Winning pair Stuti & Dhwani.
Digital sketch: Harjeet
The boy sitting next to her nudged her: “What are you waiting for?”
She shook her head silently. When her turn came, she stood up, held up the full flower and pointed to the stamens nonchalantly.
“Why did you not pull the flower apart?” Ma’am asked.
“I want to keep it this way.”
Ma’am decided to overlook it, for there was no gainsaying Stuti.
The child was so sensitive and self-assured. She was also very responsible and helpful, willing to fetch and carry study materials for her teachers, sharing her tiffin with her class fellows or setting their school ties right as they poured into the assembly hall.
Indeed, Stuti was the talking point among her teachers. What spooked them was Stuti’s total lack of self-consciousness. She did exactly what she wanted, when she wanted, how she wanted. The physics teacher often recounted the incident of the pencil. A boy in the front row had come to school without a pencil. Stuti did not wait for Sir to ask if anybody would lend the boy a pencil. She rose from her chair as Sir began scolding him, passed on the pencil and was back at her seat without a word.
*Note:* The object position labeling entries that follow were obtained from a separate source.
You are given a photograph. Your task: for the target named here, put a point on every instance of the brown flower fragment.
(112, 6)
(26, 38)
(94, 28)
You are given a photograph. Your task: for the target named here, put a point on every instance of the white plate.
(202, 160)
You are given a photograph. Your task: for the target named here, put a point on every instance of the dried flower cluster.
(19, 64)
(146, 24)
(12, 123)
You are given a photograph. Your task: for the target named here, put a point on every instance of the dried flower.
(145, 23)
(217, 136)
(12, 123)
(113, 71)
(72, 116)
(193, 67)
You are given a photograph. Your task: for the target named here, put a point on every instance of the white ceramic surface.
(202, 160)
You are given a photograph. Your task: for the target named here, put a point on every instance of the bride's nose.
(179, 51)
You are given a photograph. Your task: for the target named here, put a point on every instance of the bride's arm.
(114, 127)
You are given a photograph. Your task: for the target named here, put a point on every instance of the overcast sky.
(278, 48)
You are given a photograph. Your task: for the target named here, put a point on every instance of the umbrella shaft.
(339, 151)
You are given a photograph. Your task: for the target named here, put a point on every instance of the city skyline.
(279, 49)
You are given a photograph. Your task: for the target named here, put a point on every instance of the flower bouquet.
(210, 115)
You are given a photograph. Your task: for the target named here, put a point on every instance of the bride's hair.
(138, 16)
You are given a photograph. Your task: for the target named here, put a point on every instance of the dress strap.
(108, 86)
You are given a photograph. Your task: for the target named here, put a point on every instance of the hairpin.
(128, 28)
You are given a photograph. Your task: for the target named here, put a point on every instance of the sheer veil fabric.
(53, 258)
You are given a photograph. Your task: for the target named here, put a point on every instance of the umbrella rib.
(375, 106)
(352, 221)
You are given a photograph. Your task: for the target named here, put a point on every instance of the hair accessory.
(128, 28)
The English teacher had another tale to share. Stuti came to the rescue of four or five children who could not fill in the blanks, turn by turn. While they shuffled on their feet and stammered, she just uttered just one letter that made it easy to guess the word.
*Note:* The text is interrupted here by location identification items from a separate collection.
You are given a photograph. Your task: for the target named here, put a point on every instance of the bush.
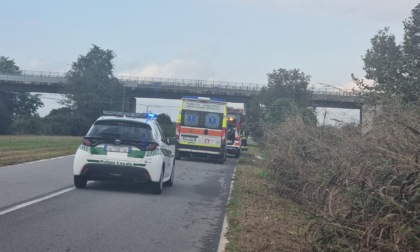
(362, 191)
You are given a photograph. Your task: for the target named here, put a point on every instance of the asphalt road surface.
(40, 210)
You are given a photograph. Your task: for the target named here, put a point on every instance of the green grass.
(21, 149)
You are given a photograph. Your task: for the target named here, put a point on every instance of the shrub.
(362, 190)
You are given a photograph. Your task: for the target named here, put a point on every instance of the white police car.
(126, 146)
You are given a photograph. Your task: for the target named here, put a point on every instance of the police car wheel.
(177, 155)
(170, 182)
(158, 186)
(80, 181)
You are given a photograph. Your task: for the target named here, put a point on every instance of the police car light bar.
(203, 98)
(124, 114)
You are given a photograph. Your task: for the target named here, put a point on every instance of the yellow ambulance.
(201, 128)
No amount of persuasion or harsh words could deter Stuti if she thought she was doing the right thing. She was just about 14, but her demeanour was one of a peaceful sage. Not for her the typical tricks that children play on each other; no antics, no teasing. Her soft “Good morning” shamed her naughtiest classmates into returning the greeting. Pranksters kept away from her.
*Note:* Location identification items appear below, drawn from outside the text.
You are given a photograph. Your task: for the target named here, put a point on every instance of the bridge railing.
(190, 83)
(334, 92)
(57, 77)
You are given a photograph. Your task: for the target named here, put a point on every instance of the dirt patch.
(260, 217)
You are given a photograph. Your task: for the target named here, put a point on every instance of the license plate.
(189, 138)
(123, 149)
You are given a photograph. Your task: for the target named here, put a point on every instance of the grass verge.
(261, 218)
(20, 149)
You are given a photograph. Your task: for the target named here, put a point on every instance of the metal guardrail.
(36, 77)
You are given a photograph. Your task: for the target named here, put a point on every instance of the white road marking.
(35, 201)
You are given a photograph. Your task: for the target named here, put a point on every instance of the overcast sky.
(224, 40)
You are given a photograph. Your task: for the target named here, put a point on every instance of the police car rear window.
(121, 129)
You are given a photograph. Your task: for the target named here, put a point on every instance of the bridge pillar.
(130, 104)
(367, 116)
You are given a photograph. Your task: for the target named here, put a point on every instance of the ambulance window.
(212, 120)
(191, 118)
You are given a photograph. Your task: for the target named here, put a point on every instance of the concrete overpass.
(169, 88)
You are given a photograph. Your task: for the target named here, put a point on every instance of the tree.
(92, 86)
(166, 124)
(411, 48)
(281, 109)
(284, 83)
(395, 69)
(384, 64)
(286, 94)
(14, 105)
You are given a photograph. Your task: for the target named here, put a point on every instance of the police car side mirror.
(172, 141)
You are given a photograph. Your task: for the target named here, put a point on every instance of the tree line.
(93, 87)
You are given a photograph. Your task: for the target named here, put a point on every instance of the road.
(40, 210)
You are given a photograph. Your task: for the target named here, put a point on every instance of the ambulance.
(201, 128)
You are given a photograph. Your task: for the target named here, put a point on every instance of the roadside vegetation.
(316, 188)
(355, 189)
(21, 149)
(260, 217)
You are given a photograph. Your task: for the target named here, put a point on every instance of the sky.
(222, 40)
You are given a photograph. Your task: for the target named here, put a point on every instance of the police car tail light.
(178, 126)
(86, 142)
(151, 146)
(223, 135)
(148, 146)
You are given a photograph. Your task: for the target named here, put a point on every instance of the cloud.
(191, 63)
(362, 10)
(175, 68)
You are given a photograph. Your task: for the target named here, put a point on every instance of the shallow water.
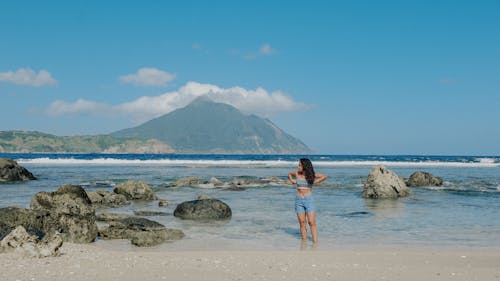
(464, 212)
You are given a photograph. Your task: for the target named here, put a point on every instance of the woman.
(304, 178)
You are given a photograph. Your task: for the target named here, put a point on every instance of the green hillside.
(26, 141)
(208, 127)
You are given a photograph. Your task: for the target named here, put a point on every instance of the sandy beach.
(91, 262)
Every morning, Stuti wiped her desk with a piece of flannel she pulled out from her bag. Then she would lay out her books period-wise inside the desk, pencils and rubber to one side. She never forgot to bring the right books, her pen never ran out of ink and she always had a rubber and sharpened pencil at hand. She submitted her assignments on time and she also topped in class, invariably.
The teachers noticed that the rest of the class stood in awe of her. They knew it was not fair, but they could not resist shifting a recalcitrant child next to her. The child would be miraculously reformed. Stuti never exerted herself or imposed her will on them; they just submitted to it. She could do no wrong, unlike them. She did not scramble out of class, she did not push or shove, she never stuffed her books into her bag anyhow and rush out when the bell rang. Her placid manners won her admirers, but she was friends with none. Rather, all were wary of befriending her.
That did not seem to bother her. She lived in a world of her own. Her teachers brought up the subject with her parents, who said she behaved exactly like that at home as well. She was a loving child, but kept to herself. All efforts to draw her out were in vain, they said.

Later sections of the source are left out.